Golpeó la argolla de la puerta varias veces. Blanc no contestó. Decidió rodear la casa hasta la pequeña puerta de madera que daba acceso a la parte trasera de la vivienda.

—Blanc, ¿eres tú?

—¡Quieto! —gritó una voz conocida—. ¿Quién anda ahí?

—Soy Janik.

Blanc salió de entre la oscuridad, llevaba una linterna en la mano.

—¿Cómo se te ocurre venir por aquí a estas horas?

—Quería preguntarte algo —respondió Janik, intentando recuperar fuerzas—. Te he buscado en la residencia…

—He estado ocupado —dijo Blanc con determinación—. ¿Qué querías?

Janik hizo una pausa y tragó saliva, dándole tiempo a su ira para que se rearmara de nuevo. Además, estaba convencido deque aquel hombre tenía un punto de sentido común. Al final, se armó de valor.

—Era sobre Irina.

—Ya te dije que se la llevó el diablo, pero tú no me creíste.

La cólera volvió a ocupar el alma de Janik.

—¿Estaba en tratamiento?

Blanc levantó su dedo en señal de amenaza y se acercó a él. La luz de la linterna iluminaba el rostro del viejo.

—El diablo está escuchándonos —le susurró al oído—. No tienes ni idea de lo que es capaz de hacer. No pienso contarte nada. No seré yo quien desate su ira.

Janik pensó que estaba jugando con él, pero cuando lo miró a los ojos, vio que su semblante serio no dejaba dudas, creía lo que decía. Fue en ese momento cuando tuvo claro que Blanc le ocultaba la verdad y sintió como si una pequeña esquirla envenenada se clavara en el centro mismo del corazón.

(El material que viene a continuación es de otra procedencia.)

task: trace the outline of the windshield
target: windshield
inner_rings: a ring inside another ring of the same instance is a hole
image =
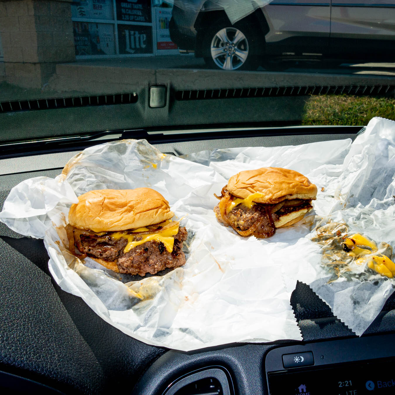
[[[394,44],[391,0],[0,0],[0,117],[135,104],[129,128],[365,125],[395,118]],[[114,116],[92,130],[125,129]]]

El viejo desapareció por donde había venido y Janik se quedó inmóvil, con la mirada perdida y la certeza de que no descubriría las razones de la muerte de Irina. Sintió una lucidez que nada tenía que ver con los sentimientos. Irina tuvo que traer de su país algo más que su fuerza de voluntad y la obediencia ciega a sus preparadores. Blanc, de alguna manera, lo había descubierto. El viejo creía que era el diablo quien la había matado. Pero ¿acaso su obsesión no podía haber sido utilizada para beneficio de otra persona?, se preguntó Janik.

Por un instante, vio el rostro de Frank Stone pasar ante sus ojos.